Your Attention Please!
Focused attention, or eye contact, is not just a flashy, obedience ring stage prop. It's difficult to get your dog to comply with any commands if he's not paying attention to you. Using compulsion based training, it can often take months to get sustained eye contact, and very often sensitive dogs shut down due to the scores of collar corrections they receive as their handlers strive to increase the duration of attention.
Arm yourself with clicker and treats and in only a few minutes not weeks or months, you can have a dog believing that the eye contact game is one of the easiest ways he's ever thought of to make you click and treat.
As with any new behavior, begin in a distraction free environment. Get your dog sitting close in front of you. You can accomplish this by holding a treat in front of his nose then bringing it in close to your body and then up and slightly back over his head until he sits. Then move your hands behind your back. Now - the hardest part for new handlers - wait! Some dogs will look to either side to see where the treat went; some will even get up and go around your back looking for it. If the dog gets up out of position, say nothing, just lure them back to a sit in front. For most dogs, almost immediately they will at least glance at your face, looking for a clue. Be ready to mark that glance with a click and treat.

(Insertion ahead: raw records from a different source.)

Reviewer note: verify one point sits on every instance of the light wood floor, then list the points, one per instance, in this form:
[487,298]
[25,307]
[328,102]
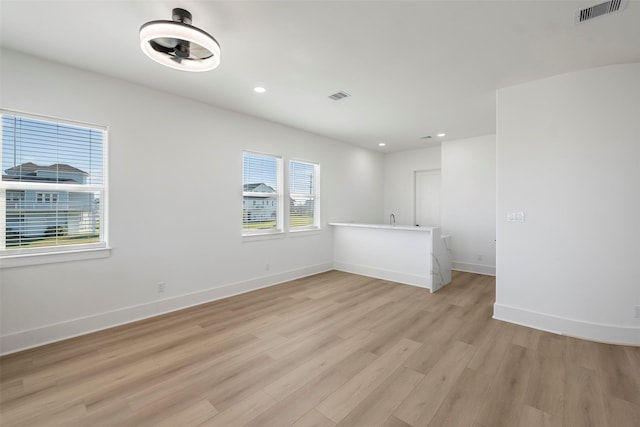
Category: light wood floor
[329,350]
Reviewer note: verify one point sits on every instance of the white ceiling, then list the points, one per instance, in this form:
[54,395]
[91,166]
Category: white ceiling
[413,68]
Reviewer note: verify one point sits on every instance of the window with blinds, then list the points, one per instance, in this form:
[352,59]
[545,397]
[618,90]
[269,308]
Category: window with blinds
[303,195]
[261,193]
[53,188]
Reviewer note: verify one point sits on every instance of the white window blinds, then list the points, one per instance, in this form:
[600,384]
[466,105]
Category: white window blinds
[261,193]
[303,195]
[53,185]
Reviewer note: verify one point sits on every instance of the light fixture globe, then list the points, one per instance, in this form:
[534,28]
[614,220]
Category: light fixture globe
[178,44]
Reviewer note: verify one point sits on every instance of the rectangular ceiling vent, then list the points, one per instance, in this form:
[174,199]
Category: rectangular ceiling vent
[339,95]
[601,9]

Keep repeating, clicking any eye contact or glance at your face. Watch for the light bulb to go on. For most dogs it doesn't take long at all. "Oh! You want me to look at you? I can do that!" When this happens, start delaying the click for just a fraction of a second. Progress to a couple seconds. If, at any time, the dog looks away before you click, wait until he looks back then click and treat immediately.
There is no definite "correct" time to begin adding the cue for this, in my opinion, but I begin when the dog is eagerly offering the behavior for 2-3 seconds at a time. Pick a word you can remember and use it consistently. Some people prefer to use the dogs' name to cue the behavior.

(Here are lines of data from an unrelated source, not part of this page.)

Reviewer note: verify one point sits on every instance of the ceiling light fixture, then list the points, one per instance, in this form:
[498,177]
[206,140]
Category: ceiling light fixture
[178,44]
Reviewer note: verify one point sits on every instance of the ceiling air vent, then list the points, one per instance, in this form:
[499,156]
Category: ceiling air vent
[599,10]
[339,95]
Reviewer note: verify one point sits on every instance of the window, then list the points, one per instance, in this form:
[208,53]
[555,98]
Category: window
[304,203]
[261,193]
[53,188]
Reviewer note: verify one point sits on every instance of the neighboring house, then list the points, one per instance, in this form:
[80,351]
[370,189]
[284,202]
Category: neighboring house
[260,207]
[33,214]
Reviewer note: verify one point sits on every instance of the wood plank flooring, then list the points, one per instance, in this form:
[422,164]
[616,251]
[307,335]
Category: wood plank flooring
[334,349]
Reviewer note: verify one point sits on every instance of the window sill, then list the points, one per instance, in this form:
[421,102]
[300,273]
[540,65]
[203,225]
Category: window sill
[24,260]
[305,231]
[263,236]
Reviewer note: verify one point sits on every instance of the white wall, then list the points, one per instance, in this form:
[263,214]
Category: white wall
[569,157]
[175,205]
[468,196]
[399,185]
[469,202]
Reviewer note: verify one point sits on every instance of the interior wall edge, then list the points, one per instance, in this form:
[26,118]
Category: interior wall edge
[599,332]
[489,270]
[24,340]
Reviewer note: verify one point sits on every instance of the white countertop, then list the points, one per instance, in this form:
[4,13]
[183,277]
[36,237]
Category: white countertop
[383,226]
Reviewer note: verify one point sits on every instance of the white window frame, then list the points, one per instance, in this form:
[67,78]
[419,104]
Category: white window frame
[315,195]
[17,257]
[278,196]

Now you can begin gradually increasing the duration of the behavior. I like to use a "keep going signal" - "Good watch, good dog". See if you can work up to a solid 15 seconds then add a light distraction. As with shaping any behavior, as you increase one criterion, make the others easier. So, if as a distraction, you start practicing in the backyard instead of the kitchen, drop the duration back to a second and gradually build back up.

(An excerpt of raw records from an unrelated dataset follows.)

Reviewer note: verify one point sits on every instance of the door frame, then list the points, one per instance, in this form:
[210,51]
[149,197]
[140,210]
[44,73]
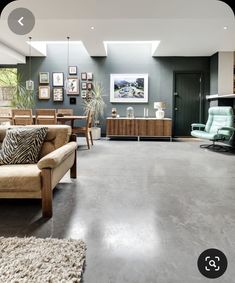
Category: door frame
[201,108]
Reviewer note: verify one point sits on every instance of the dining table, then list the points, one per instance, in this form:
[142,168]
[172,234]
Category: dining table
[70,118]
[60,119]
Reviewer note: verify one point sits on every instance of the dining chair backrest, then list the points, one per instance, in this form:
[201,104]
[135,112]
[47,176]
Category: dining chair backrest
[22,117]
[65,112]
[89,119]
[5,116]
[46,117]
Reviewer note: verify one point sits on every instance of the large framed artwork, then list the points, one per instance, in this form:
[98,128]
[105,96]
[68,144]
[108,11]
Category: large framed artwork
[129,88]
[44,92]
[58,94]
[58,79]
[73,86]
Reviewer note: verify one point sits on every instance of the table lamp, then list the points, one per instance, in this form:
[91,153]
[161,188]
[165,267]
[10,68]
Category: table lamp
[159,106]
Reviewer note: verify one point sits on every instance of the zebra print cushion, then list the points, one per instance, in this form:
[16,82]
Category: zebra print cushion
[22,145]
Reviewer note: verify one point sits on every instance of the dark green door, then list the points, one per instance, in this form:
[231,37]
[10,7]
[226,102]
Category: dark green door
[187,102]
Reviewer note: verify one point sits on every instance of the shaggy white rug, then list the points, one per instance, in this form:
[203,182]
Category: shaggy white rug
[31,260]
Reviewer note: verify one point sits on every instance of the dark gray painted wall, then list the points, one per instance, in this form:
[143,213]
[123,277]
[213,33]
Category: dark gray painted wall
[120,59]
[214,65]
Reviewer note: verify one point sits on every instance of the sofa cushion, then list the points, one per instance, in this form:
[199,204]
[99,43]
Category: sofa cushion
[22,145]
[15,178]
[57,136]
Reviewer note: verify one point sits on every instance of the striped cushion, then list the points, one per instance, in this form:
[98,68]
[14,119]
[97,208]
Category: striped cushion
[22,145]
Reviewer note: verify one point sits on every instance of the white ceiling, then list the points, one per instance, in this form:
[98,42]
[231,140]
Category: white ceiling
[183,27]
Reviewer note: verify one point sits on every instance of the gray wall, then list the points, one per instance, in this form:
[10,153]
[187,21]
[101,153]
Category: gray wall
[120,59]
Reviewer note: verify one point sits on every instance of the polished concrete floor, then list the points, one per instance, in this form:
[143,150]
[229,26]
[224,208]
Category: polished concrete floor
[145,209]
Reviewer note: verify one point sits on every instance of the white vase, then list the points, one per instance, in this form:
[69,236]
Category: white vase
[96,133]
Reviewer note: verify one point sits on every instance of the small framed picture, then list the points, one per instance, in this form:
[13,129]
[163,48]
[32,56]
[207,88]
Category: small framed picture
[73,86]
[58,94]
[89,76]
[44,78]
[72,100]
[44,92]
[89,86]
[84,86]
[83,76]
[73,70]
[58,79]
[83,94]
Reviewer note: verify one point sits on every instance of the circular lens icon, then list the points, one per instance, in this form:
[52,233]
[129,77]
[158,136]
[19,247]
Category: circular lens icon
[21,21]
[212,263]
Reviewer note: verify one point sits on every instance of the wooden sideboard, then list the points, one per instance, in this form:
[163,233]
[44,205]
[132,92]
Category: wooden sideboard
[139,127]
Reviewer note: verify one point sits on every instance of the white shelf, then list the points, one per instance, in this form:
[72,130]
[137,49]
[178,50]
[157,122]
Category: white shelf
[217,96]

Work on eye contact with the dog in heel position. Remember, you're changing the picture here, so again drop the duration and slowly build back up.
When all of this is getting pretty strong, I like to follow the "watch" cue and several seconds of eye contact with another known cue, a down for example, or you could ask for a few steps of heeling. The point is you don't want the dog just staring blindly; you want him focused on you; waiting for the next cue.
In no time at all you'll have a dog that not gives you eye contact but true attention!